While there is not one correct model, there are a few consistent themes to predict success. The more established firms typically have three or more experienced senior-level salespeople with diverse backgrounds, often having worked for larger firms in their past. The principals of the firm are hands-on, participating directly in the selling process themselves. In addition, there are resources available that assist in administrative functions such as completing Requests for Proposals (RFP), questionnaires and submitting information to the databases and consultants. And, most importantly, they have created a following amongst leading institutional
or high-net-worth investors whom they can readily gain access to, in order to present a new manager’s offering. This enables them to focus on calling on the best prospective clients for a manager. Traditionally, marketing firms are not places for junior level salespeople to learn the ropes and are not sales training grounds. The following Exhibits, on page 11, outline the typical structure and process. Some initial questions to help determine the manager’s appropriate path include:
What is the sales and marketing budget
Are there multiple products to represent
What is the capacity of each product
What are the appropriate target markets
Is there precedent for non-core competencies
Of course, there is often no clear cut answer to these important questions; however, establishing a dedicated sales and marketing effort is an essential first step. While it is common practice today to outsource non-investment functions to independent experts (fund administration, accounting, auditing, risk management, etc.), more fund managers are implementing marketing relationships as an efficient strategy, getting access to proven sales people with lower fixed overhead costs.

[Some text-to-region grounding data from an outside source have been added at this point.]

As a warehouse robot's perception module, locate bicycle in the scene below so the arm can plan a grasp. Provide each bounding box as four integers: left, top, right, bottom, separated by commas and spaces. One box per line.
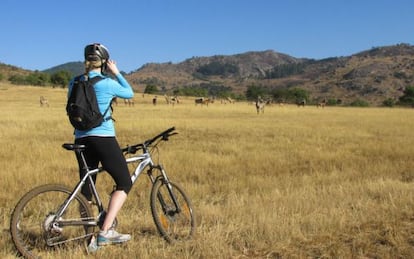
10, 127, 196, 258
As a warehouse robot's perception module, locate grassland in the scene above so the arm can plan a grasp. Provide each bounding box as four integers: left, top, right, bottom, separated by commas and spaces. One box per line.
0, 83, 414, 258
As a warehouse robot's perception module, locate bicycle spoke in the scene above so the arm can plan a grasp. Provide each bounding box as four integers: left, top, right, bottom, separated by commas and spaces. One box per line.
10, 185, 93, 258
151, 181, 195, 242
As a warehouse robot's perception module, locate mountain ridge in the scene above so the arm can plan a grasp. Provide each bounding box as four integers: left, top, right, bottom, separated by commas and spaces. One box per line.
0, 43, 414, 105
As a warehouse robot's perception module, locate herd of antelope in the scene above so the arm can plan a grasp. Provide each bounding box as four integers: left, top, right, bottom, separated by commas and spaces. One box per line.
39, 94, 327, 114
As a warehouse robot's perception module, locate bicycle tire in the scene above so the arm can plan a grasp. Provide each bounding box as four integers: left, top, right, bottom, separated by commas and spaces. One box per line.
10, 184, 94, 258
150, 178, 196, 243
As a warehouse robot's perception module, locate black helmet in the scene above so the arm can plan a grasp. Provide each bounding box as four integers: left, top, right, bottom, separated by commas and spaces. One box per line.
85, 43, 109, 61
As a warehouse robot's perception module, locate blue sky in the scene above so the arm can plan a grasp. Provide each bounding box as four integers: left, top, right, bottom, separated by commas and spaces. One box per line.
0, 0, 414, 72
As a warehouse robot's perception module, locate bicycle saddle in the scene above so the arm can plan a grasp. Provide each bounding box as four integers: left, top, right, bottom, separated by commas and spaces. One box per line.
62, 143, 86, 151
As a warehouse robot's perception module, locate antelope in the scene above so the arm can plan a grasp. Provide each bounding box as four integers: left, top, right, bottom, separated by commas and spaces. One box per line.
316, 99, 326, 108
40, 95, 49, 107
255, 96, 266, 114
124, 99, 135, 106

Getting a Deal Done - Aligning Objectives
Contract terms are negotiated on a case-by-case basis to reflect client-specific needs. Each arrangement should be designed to minimize the manager’s fixed costs and establish an incentive compensation package aligned with the mutual objective of increasing assets under management. Typical agreements combine a retainer to offset expenses, as well as a percentage of revenues or assets for new business
generated by the marketer. Other negotiated items include levels of capacity, options on future funds and new product launches, and term and termination provisions.
Conclusion: Five Important Questions for an Investment Manager to Ask a Marketing Firm
In summary, there are a few litmus test questions that should help the investment manager clarify their thinking when considering the use of a marketing firm. An important point to reiterate is that the standards and measures of success are the
same whether the investment manager elects to build a professional sales program internally or utilize an external firm. The bottom line is goals, expectations, financial commitment and resource support must be aligned to be successful.
Is the manager firmly committed to growing the asset base and supporting the effort?
The manager needs to support the marketing with a time commitment, financial investment and resource allocation
Is the manager willing to invest the same time and effort in choosing a marketer as they do when choosing investments in their portfolios?
Making the wrong decision is costly, and makes future success even more difficult and challenging
Would the manager be willing to hire the market firms salespeople as internal salespeople
Be sure to maintain the same level of acceptable quality in terms of the people and accountability of results. Personal chemistry is often the deciding factor when choosing a marketer.
What is the marketing firm’s track record of success and failure in terms of raising money as an independent marketer? This is often overlooked. It is however critically important because raising money as an independent marketer requires unique and different skills than being employed at a large multi-product firm.
Do I want this marketer representing my #1 competitor during a finals presentation vs. our firm? Fear of loss is a strong motivator.